The many Scotists of the 17th and 18th centuries include:

- Angelo Vulpes (Volpe) (d. 1647) wrote Summa and Commen. theologiae Scoti in twelve folio volumes.
- Luke Wadding (d. 1657), a well-known annalist, edited with other Irishmen in the College of S. Isidore at Rome the complete works of Scotus (12 vols., Lyons, 1639).
- Lambertus Lambrecht (about 1696), named the Viennese Scotus.
- Cardinal Lorenzo Brancati di Lauria (d. 1693), held in high favour by several popes.
- Francisco Macedo (d. 1681), a Portuguese, professor at Padua is said to have composed over one hundred writings and was renowned for his public disputations.
- Claude Frassen (d. 1711) was for thirty years a celebrated professor at the Sorbonne and wrote "Scotus academicus seu universa theo Scoti".
- Bartholomaeus Durandus (Bartélemy Durand) (d. 1720) wrote the great Clypeus Scotisticae Theologiae.

===19th century===

In the nineteenth century, although Scotism was retained in the schools of the Franciscan Order in accordance with the statutes, there were few works in the Scotist tradition, in any case no celebrated ones.

===20th and 21st centuries===

Though the use of the term Scotism has become a bit antiquated, several contemporary theologians, especially from among the Franciscan Orders, like Kenan Osborne OFM and Daniel Horan OFM, can be seen as in the Scotist tradition.

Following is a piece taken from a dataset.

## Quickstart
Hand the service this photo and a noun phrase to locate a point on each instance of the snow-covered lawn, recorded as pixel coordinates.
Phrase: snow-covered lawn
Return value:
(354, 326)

Several recent projects such as the Scotus Project of CUA, the International Scotistic Commission in Rome and the Commission of the Franciscan Intellectual Tradition of the English Speaking Conference of the OFM have sought to increase awareness of Duns Scotus and Scotism on contemporary theology. Scotism has also found a home amongst Anglo-Catholics, including Richard Cross and Thomas Williams, as well as influencing Protestants like William Lane Craig.